CEOs Confident But Naive About Cyber Defense Strategies
Cybersecurity analytics solution RedSeal has found that more than 80 percent of CEOs are very confident in their cybersecurity strategies, despite security incidents surging 66 percent year over year since 2009.
"CEOs are underestimating their companies' cyber vulnerabilities," said Ray Rothrock, chairman and CEO of RedSeal. "Their confidence does not square with what we observe. Cyber-attacks are up and financial losses associated with these attacks are increasing dramatically." Specifically, PricewaterhouseCoopers' 2015 Global State of Information Security Survey projected that financial losses from cyber-attacks will jump from $500 billion in 2014 to more than $2 trillion in 2018.
The study found that, while 87 percent of CEOs agree that they need a better way to measure the effectiveness of their cybersecurity investments, 84 percent still plan to increase their spending in the next year. A trend reiterated by IDC's Oct. 2016 prediction that organizations will spend $101.6 billion on cybersecurity software, services, and hardware in 2020, a 38 percent increase from its 2016 spend projections.
"We've reached an inflection point where cyber security strategies and investments have underperformed for an extended period of time.

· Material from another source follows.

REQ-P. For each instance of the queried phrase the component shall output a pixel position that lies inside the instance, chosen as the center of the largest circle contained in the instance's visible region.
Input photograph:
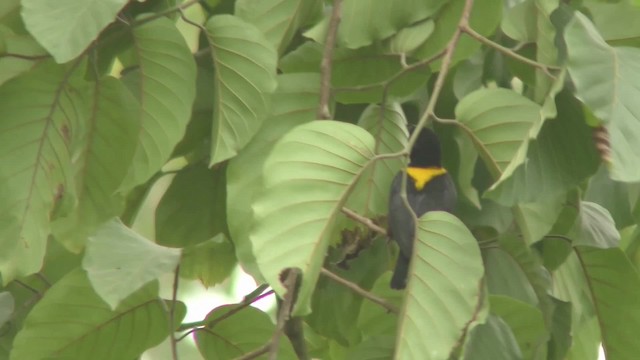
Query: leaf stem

Analysts estimate that cyber losses are now growing more than twice as fast as the spend on security," continued Rothrock. "To stem this tide, CEOs and boards need more effective metrics to understand the real-time health and function of their network, and to more clearly manage and measure their cyber strategies and investments."
Even though security budgets are at an unprecedented high, nearly three out of four CEOs report the metrics they receive lack meaning or context. Most (79 percent) agree their reports are too difficult to understand, and 87 percent need a better way to measure whether cybersecurity investments are effective. In addition, they cite a lack of timeliness (51 percent) as well as only receiving reports in times of crisis (50 percent) as significant challenges.